Magnesium is already known by many as a tremendous booster of health. It contributes to sound sleep, helps with digestion and constipation, relieves muscle aches, and even improves heart health and migraine headaches – but here’s a shocker: magnesium in small doses leads to an astonishing reversal of depression.
What is Magnesium and Why Do We Need it?
Magnesium is one of the most important elements in the human body. It is a micronutrient and mineral that is involved in thousands of biochemical processes crucial for the proper functioning of the cardiovascular, alimentary, endocrine, and osteoarticular systems, but oddly, it seems absolutely vital to regulating our mood and levels of happiness.
In a breakthrough study conducted by researchers at the Larner College of Medicine at the University of Vermont and published in PLoS ONE has found that just 248mg of magnesium per day leads to an about-face of depression symptoms in study subjects.
“New clinical research results show magnesium is effective at addressing symptoms and is safer and easier on the wallet than prescription therapies,” reports Science Daily.
Mounds of Research Proving We Need Magnesium to Combat Depression
Research of this kind regarding magnesium isn’t new, but it stands to reinforce what nutritionists, health coaches, and even some psychologists have been stating for decades.
Another study states this about magnesium and depression:
“Anxiety related conditions are the most common affective disorders present in the general population with a lifetime prevalence of over 15%. Magnesium (Mg) status is associated with subjective anxiety, leading to the proposition that Mg supplementation may attenuate anxiety symptoms.”
And this study explains that:
“After adjusting for all potential confounders, the strength of the association of very low magnesium intake with depression was statistically significant (RR = 1.16; 95% CI, 1.06-1.30).”
Or how about this study which states that the daily consumption of 500 mg magnesium:
“. . . tablets for ≥8 wk by depressed patients suffering from magnesium deficiency leads to improvements in depression status and magnesium levels.”
So, while not all the studies agree on the exact amount of magnesium that we need each day to combat depression, they repeat over and over in hundreds of additional studies, that depleted magnesium levels contribute to depression.
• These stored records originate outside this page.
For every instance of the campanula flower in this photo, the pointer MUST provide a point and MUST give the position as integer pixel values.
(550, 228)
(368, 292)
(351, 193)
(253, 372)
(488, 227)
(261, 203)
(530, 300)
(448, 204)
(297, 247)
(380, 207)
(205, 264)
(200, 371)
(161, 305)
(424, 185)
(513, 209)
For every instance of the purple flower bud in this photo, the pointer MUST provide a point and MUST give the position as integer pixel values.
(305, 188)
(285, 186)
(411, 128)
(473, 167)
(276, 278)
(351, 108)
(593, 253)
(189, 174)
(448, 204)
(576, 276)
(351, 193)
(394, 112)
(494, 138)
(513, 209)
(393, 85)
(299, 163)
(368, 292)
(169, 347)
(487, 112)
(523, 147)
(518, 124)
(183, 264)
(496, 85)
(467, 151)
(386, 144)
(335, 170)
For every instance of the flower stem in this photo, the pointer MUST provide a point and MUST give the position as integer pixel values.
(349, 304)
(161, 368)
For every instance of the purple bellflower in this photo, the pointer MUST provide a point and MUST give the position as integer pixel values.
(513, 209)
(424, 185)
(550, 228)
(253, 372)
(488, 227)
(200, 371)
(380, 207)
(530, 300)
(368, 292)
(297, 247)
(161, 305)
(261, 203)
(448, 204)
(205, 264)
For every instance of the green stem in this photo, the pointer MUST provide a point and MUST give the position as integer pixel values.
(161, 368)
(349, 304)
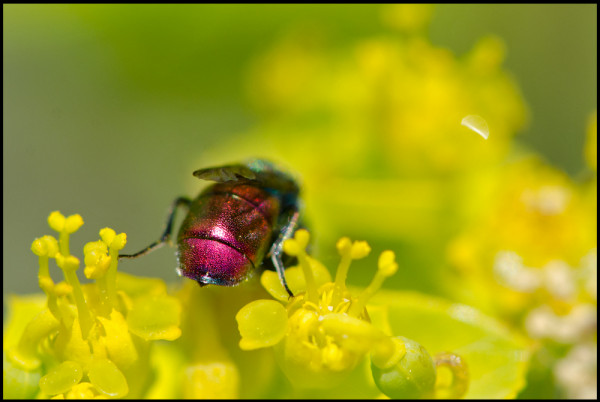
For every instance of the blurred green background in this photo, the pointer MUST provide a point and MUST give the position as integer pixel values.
(107, 107)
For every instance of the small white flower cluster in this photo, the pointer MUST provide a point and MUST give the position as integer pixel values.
(543, 323)
(559, 279)
(576, 373)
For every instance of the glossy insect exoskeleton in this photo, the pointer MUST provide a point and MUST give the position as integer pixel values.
(234, 224)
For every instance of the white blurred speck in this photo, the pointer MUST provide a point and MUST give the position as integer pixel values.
(477, 124)
(509, 271)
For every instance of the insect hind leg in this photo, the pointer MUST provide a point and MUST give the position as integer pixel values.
(276, 251)
(180, 201)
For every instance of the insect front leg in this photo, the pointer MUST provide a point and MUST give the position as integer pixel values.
(180, 201)
(287, 231)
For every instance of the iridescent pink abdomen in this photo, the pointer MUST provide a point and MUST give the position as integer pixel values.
(227, 233)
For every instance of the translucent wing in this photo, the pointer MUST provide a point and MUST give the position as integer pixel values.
(226, 173)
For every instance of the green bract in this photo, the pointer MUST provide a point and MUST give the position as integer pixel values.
(497, 358)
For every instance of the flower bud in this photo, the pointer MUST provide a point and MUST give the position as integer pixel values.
(413, 377)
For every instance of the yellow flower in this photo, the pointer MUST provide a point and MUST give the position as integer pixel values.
(324, 332)
(88, 341)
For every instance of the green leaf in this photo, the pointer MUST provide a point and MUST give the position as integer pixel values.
(497, 358)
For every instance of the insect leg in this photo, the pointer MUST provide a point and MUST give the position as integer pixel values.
(180, 201)
(286, 232)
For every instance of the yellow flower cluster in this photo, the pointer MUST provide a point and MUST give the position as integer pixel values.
(531, 257)
(92, 340)
(323, 332)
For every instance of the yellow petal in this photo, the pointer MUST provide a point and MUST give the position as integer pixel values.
(262, 323)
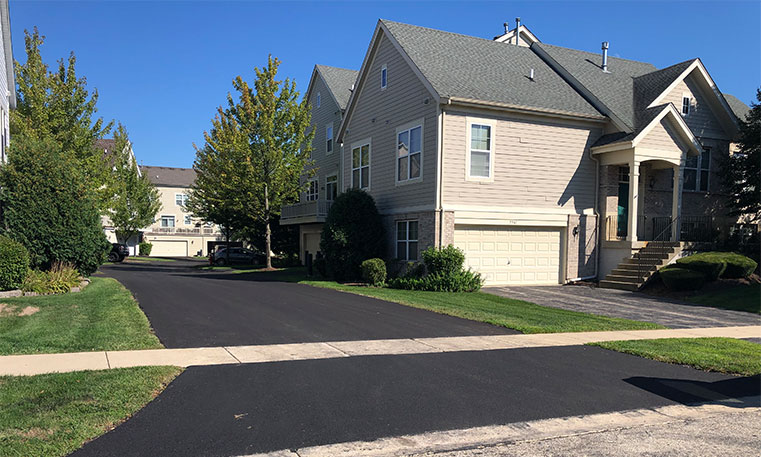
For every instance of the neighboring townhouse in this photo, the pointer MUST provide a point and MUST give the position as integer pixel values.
(544, 164)
(176, 233)
(7, 80)
(328, 93)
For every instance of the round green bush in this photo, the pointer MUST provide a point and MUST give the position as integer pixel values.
(14, 263)
(676, 278)
(374, 271)
(353, 232)
(739, 266)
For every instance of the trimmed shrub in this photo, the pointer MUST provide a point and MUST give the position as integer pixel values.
(59, 280)
(145, 248)
(374, 271)
(14, 263)
(353, 232)
(739, 266)
(49, 207)
(677, 278)
(448, 260)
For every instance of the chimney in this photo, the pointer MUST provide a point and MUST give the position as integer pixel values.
(517, 30)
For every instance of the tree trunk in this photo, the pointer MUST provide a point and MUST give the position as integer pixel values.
(267, 231)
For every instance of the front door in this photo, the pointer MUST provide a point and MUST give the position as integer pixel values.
(622, 224)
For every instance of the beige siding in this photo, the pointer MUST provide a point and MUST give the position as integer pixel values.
(663, 138)
(328, 113)
(377, 115)
(701, 119)
(537, 164)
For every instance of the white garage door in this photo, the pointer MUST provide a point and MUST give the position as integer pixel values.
(511, 255)
(169, 248)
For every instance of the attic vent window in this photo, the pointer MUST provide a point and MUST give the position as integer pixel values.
(686, 105)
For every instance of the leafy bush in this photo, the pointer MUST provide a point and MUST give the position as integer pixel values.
(59, 280)
(145, 248)
(448, 260)
(49, 207)
(14, 263)
(374, 271)
(739, 266)
(677, 278)
(353, 232)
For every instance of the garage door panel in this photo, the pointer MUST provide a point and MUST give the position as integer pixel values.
(511, 255)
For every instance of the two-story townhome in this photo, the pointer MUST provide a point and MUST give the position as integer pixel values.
(328, 93)
(7, 80)
(543, 164)
(176, 233)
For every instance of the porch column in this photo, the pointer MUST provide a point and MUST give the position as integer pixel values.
(676, 202)
(631, 234)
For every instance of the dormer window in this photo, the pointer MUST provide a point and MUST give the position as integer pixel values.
(686, 105)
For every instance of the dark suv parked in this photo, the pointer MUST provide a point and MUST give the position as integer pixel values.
(118, 252)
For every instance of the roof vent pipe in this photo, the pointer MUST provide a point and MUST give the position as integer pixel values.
(517, 30)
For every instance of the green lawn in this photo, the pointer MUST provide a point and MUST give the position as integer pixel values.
(725, 355)
(54, 414)
(739, 298)
(104, 316)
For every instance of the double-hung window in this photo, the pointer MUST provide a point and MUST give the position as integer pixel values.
(481, 151)
(360, 166)
(329, 139)
(406, 240)
(180, 199)
(331, 187)
(697, 170)
(409, 152)
(313, 190)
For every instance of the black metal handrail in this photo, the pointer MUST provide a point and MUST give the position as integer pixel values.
(657, 246)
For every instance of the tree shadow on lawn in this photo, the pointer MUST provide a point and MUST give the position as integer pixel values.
(727, 391)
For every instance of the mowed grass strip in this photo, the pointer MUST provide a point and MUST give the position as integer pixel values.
(740, 298)
(520, 315)
(104, 316)
(54, 414)
(724, 355)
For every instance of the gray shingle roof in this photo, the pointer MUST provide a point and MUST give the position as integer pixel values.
(738, 106)
(614, 89)
(478, 69)
(167, 176)
(339, 81)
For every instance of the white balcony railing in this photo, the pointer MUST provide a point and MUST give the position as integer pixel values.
(317, 208)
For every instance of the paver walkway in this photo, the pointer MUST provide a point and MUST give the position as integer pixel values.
(628, 305)
(24, 365)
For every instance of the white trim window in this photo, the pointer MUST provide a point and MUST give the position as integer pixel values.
(406, 240)
(331, 187)
(686, 103)
(313, 190)
(409, 154)
(360, 166)
(480, 158)
(697, 170)
(180, 199)
(328, 138)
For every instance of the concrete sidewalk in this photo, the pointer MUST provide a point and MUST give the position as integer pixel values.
(27, 365)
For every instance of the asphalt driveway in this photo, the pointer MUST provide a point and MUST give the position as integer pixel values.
(628, 305)
(188, 307)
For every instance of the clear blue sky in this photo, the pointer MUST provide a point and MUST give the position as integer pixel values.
(162, 68)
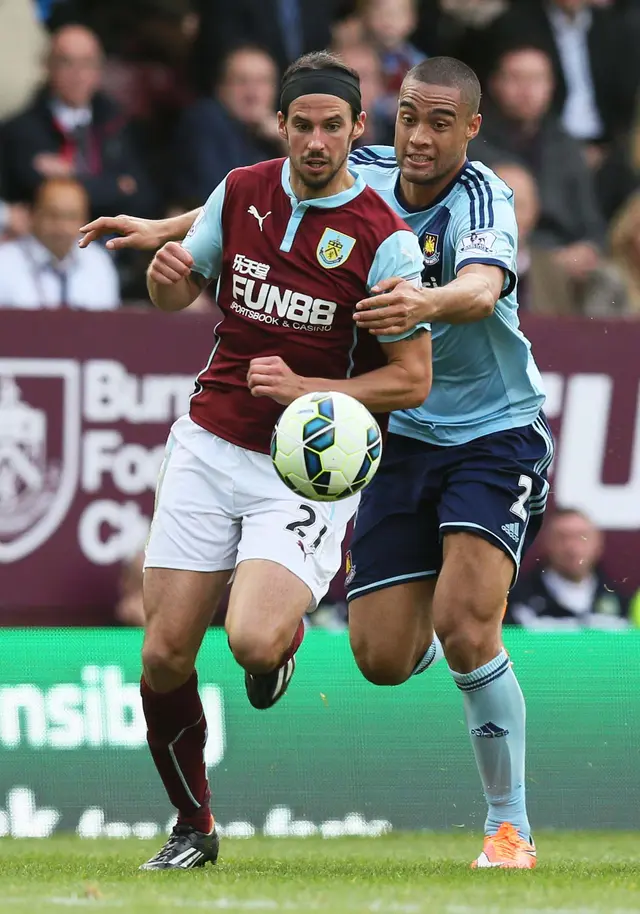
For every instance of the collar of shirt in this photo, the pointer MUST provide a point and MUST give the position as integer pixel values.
(345, 196)
(70, 118)
(43, 259)
(562, 23)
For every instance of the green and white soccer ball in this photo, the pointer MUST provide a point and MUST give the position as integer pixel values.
(326, 446)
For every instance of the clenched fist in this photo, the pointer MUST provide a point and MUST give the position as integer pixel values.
(270, 376)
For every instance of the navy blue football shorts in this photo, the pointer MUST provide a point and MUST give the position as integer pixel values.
(495, 487)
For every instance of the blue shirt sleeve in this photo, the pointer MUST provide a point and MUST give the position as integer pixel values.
(204, 238)
(484, 230)
(398, 255)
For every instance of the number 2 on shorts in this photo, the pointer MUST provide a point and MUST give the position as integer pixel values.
(518, 507)
(310, 518)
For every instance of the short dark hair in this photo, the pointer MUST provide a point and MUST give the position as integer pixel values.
(451, 72)
(321, 60)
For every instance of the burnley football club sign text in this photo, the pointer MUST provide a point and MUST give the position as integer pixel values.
(86, 402)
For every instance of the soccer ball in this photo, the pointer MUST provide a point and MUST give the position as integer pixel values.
(326, 446)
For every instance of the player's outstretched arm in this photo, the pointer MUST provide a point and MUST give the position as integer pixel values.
(171, 283)
(140, 234)
(403, 383)
(470, 297)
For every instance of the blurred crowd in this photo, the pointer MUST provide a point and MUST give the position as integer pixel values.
(143, 106)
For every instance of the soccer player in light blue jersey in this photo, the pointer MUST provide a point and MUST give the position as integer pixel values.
(462, 485)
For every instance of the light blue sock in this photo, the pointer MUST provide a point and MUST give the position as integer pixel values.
(433, 654)
(496, 717)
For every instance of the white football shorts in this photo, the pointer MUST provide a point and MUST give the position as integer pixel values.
(218, 504)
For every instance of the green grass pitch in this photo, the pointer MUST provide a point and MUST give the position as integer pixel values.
(581, 873)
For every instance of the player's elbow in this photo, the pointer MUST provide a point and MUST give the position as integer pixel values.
(486, 305)
(416, 388)
(485, 300)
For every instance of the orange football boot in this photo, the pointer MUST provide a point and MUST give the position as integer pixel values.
(507, 850)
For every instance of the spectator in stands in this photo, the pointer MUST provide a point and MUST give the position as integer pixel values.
(568, 591)
(14, 220)
(363, 58)
(237, 127)
(456, 28)
(625, 251)
(22, 45)
(517, 124)
(594, 59)
(389, 23)
(543, 286)
(284, 28)
(72, 130)
(46, 269)
(129, 608)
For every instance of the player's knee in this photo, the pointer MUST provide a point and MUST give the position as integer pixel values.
(164, 661)
(257, 652)
(380, 665)
(466, 645)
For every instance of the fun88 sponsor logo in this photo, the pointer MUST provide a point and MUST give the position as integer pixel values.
(267, 303)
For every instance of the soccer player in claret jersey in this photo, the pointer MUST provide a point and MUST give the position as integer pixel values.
(284, 241)
(462, 487)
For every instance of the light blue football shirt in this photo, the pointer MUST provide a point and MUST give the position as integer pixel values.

Why We’re All Magnesium Deficient
Why are so many of us magnesium deficient, aside from the fact that many vital micronutrients and minerals we need have been raped from the soil via industrial farming practices, and by adding non-organic, toxic chemical fertilizers and herbicides to the very soil which must grow our food?
Too Much Sugar
Refined sugar causes you to waste most vitamin and minerals in the body, mainly B-Vitamins, Potassium, Magnesium, Zinc and Manganese. Sugar raises CO2 levels in the blood, which causes you to go to bicarbonate stores which buffer it, causing a depletion of minerals like magnesium.